Similarly, the International Monetary Fund (IMF) released its April 2003 forecasts of the World Economic Outlook. The IMF envisages a -17.0% recession in Venezuela, surpassing Zimbabwe's -11% recession, for the worst performance in the world. This follows a -8.9% recession in 2002, for a two year -26% collapse in the economy, which is only seen in economies of war or during the Great Depression of the United States. After Zimbabwe, Cote D'Ivoire, and Ethiopia are the next worst performers, with -2% recessions in 2003. I am dying to see how the spin professionals are going to masquerade that !! Or shall we assume that the (IMF) is just another opposition mouthpiece trying to discredit the creole Robin Hood?
Expatriate opposition organizations are poping up like mushrooms everywhere for Chavez's misfortune and the fundamental problem that he has got in this particular area is that we are too many, too difficult to silence, impossible to control. In the secure and comfortable western societies there is no space for Bolivarian Circles, Freddy Bernal's or Lina Ron's gangs, which takes out of the equation the possibility of attacking or intimidating us. Such thugs can not operate in civilized communities. Another "lethal aspect" of these organizations is the level of education of its members, as they are formed by the increasing numbers of professionals whom have decided to abandon the country due to the chaotic situation. These extraordinary group of people are doing the utmost to show the ugly face of Chavez's revolution and they are succeeding at it. Private conversations held with top government officials, economists, the media, human rights organizations and jurists demonstrate that the credibility of Hugo Chavez is in the substratum. Everyone knows, or at least the policy makers, who the Venezuelan president is. A good adage for it would be "El sol no se puede tapar con un dedo" or "you can't block the sun with a finger". The enormity of the failure can not be obviated with a power point presentation given by the foreign secretary or a bent film by some Irish fellows.

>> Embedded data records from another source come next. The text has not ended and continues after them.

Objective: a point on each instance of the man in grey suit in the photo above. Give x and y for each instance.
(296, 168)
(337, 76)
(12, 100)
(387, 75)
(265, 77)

The country's indexes in economy, poverty, crime, terrorism, corruption, unemployment constitute the best arguments that the opposition has. The level of these conditions are consequence of 4 years of absolute mismanagement of Hugo Chavez and his useless government. Thus, Venezuelan monies can buy favors from news agencies, reports from dodgy institutions, prime time programmes, Irish filmmakers, analphabets from the Middle East and so on but most certainly will not buy the lost credibility. The beast is cornered and wounded. We shall see its end.